(Bloomberg) -- The Philippine peso fell the most in Asia as expectations for an interest-rate cut mounted following the release of weak economic growth data last week.

The peso lost as much as 0.7% to 57.81 per dollar on Monday, compared to declines of about 0.2% for the Indonesian rupiah and Malaysian ringgit. The losses brought the currency closer to the 58 level, which is seen as the latest line in the sand for the central bank to defend. 

The weakness comes ahead of a Thursday rate decision by Bangko Sentral ng Pilipinas. While most market watchers expect rates to be on hold that day as the central bank balances the need to support the currency while boosting growth, expectations are growing for an easing later this year. 

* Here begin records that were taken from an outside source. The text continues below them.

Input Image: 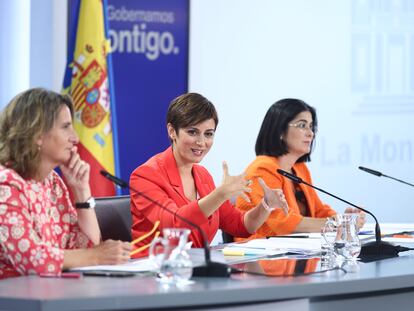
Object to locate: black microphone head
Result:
[358,166,382,177]
[100,170,129,188]
[276,168,303,184]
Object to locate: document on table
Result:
[223,237,321,256]
[70,248,226,273]
[70,258,156,273]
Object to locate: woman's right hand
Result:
[219,162,252,202]
[90,240,131,265]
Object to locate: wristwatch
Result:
[75,197,96,208]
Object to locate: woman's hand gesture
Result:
[259,177,289,215]
[60,147,91,202]
[220,162,252,202]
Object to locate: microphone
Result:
[358,166,414,187]
[277,169,409,262]
[100,170,232,277]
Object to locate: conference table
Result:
[0,251,414,311]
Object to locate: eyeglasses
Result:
[288,121,318,134]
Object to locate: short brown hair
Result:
[167,93,218,141]
[0,88,74,178]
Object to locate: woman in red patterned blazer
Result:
[0,89,130,278]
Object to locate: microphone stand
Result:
[358,166,414,187]
[100,170,231,277]
[277,169,402,262]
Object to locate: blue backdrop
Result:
[107,0,189,190]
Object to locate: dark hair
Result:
[255,98,318,162]
[167,93,218,141]
[0,88,74,178]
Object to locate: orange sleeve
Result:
[236,159,303,238]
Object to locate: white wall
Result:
[190,0,414,222]
[0,0,67,108]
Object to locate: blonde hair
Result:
[0,88,73,178]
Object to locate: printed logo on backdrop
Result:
[351,0,414,114]
[108,5,180,61]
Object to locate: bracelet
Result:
[262,197,276,212]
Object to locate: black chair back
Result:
[95,195,132,242]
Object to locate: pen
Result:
[392,234,413,239]
[266,234,309,239]
[223,249,258,256]
[39,272,82,279]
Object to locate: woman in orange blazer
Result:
[130,93,287,257]
[236,98,365,238]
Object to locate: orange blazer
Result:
[130,147,250,257]
[236,156,336,238]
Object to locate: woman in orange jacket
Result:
[130,93,287,257]
[236,98,365,238]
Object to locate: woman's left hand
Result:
[345,207,366,229]
[259,177,289,215]
[60,147,91,202]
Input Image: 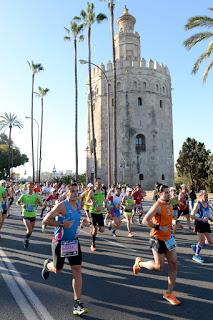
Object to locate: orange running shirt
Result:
[150,200,173,241]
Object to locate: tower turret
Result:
[115,6,140,61]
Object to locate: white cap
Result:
[87,182,93,188]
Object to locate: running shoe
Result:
[90,244,96,252]
[41,259,50,280]
[132,257,142,275]
[72,301,88,316]
[192,255,204,263]
[163,292,181,306]
[191,244,197,253]
[112,230,117,238]
[24,239,29,249]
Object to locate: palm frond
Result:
[78,34,84,42]
[203,61,213,82]
[64,36,71,41]
[96,13,107,23]
[185,16,213,30]
[183,32,213,50]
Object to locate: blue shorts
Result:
[111,210,121,218]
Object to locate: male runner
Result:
[42,183,88,315]
[133,184,181,305]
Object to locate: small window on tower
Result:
[138,97,143,106]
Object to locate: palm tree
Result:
[27,61,44,182]
[36,87,50,183]
[183,8,213,82]
[64,17,84,181]
[74,2,107,178]
[101,0,117,184]
[0,112,23,181]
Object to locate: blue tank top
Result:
[54,200,81,241]
[195,202,210,219]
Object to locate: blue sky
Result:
[0,0,213,178]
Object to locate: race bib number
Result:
[61,240,78,257]
[164,237,176,251]
[25,204,35,212]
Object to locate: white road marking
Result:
[80,230,137,252]
[0,249,54,320]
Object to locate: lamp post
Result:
[79,59,112,186]
[53,165,56,179]
[25,116,39,181]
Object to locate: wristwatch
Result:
[153,224,160,230]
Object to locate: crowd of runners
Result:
[0,178,213,315]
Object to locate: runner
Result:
[81,183,93,229]
[107,186,121,237]
[42,183,88,315]
[87,178,105,252]
[17,182,42,249]
[0,180,7,239]
[121,187,135,238]
[133,185,181,305]
[178,184,192,231]
[132,184,143,224]
[169,187,183,236]
[191,190,213,263]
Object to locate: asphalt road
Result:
[0,203,213,320]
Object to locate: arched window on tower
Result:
[138,97,143,106]
[135,133,146,153]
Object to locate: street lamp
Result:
[79,59,112,186]
[53,165,56,179]
[25,116,39,181]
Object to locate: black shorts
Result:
[195,221,211,233]
[149,238,168,254]
[178,208,189,218]
[91,213,104,227]
[52,239,82,270]
[22,217,36,222]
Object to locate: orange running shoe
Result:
[90,244,96,252]
[132,257,142,275]
[163,292,181,306]
[128,232,134,238]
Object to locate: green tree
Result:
[0,112,23,181]
[36,87,50,183]
[64,17,84,181]
[27,61,44,182]
[176,138,211,190]
[0,134,29,179]
[183,8,213,82]
[75,2,107,177]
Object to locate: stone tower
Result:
[87,7,174,189]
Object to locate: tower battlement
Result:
[92,58,170,77]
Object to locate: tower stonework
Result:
[87,8,174,189]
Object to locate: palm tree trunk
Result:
[74,38,78,181]
[8,125,12,181]
[110,1,117,184]
[31,73,35,182]
[88,27,97,178]
[38,97,44,183]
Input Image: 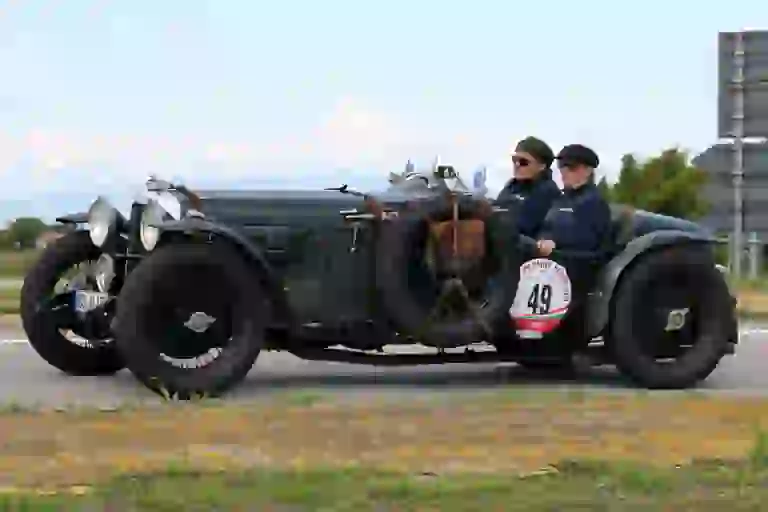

“Market is anticipating more dovish signals from the central bank in view of the rate-setting meeting this week,” said Michael Ricafort, chief economist at Rizal Commercial Banking Corp. in Manila. “A rate cut later this year is justified given that inflation pressure is receding, though there is a need to wait for the Federal Reserve to cut first.”

Governor Eli Remolona last month said monetary easing will more likely begin in the first quarter of 2025 and that the cuts won’t be “huge,” citing inflationary risks. 

The Philippine economy grew 5.7% from a year earlier in the first quarter, trailing expectations for a 5.9% expansion. Inflation came in below estimates in April, though the continued strain on food supply keeps prices under pressure.